Men more often make financial decisions on the basis of their own experience
Although women more often favour starting pension accumulation earlier, they less often make financial decisions basing them on their own experience. While 40.6 per cent of men said they makes such decisions themselves, based on their experience, the proportion of women who said they do so was 36.1 per cent. Asked who they most trust for advice on financial matters, 28.7 per cent of women and 23.6 per cent of men indicated they seek the opinion of their spouse. It is interesting that looking at other most often answers in responding to this question, similar proportions of men and women named their parents (13.6 per cent and 11.3 per cent, respectively), consultants at a bank or financial institution (10.2 per cent and 10.7 per cent).

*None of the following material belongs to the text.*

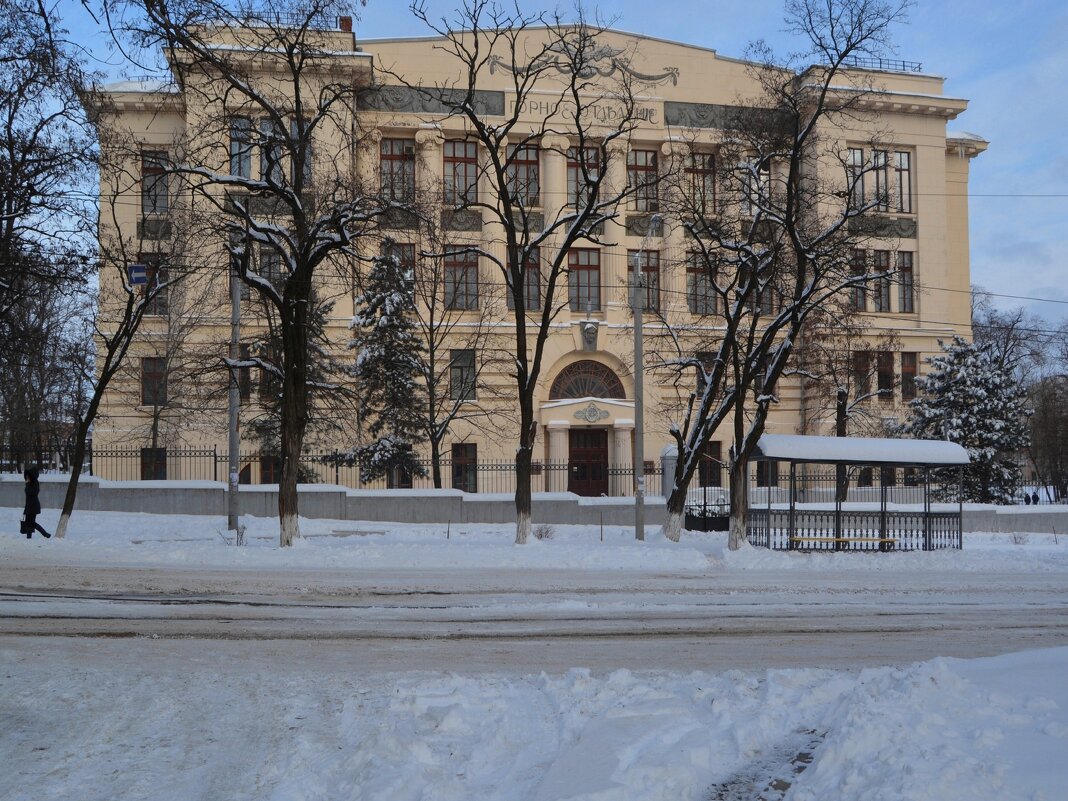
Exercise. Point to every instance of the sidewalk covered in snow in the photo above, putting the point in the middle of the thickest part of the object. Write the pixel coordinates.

Looking at investing habits, the survey showed that men more often choose to invest: 18.7 per cent of men and 14.3 per cent of women indicated that they make investments. A larger proportion of men said they allocate 51-100 euros a month for investments: 37.5 per cent, versus 27.1 per cent of women. Women, meanwhile, dominate among those who allocate 20 euros or less a month for investments: 12.5 per cent of them invest that amount, versus 4.8 per cent of men. Interestingly, similar numbers of men and women said they invest 21-50 euros and 101-200 euros a month: 21 per cent and 15 per cent, respectively.
The representative survey of investment and saving habits was conducted for INVL Asset Management in February this year by the research company Spinter Tyrimai, which interviewed 1,011 Lithuanian residents aged 18 to 75.
INVL Asset Management is part of Invalda INVL, whose companies manage pension and mutual funds, alternative investments, private equity assets, individual portfolios and other financial instruments. More than 180,000 clients in Lithuania and Latvia as well as international investors have entrusted the group with over 540 million euros of assets.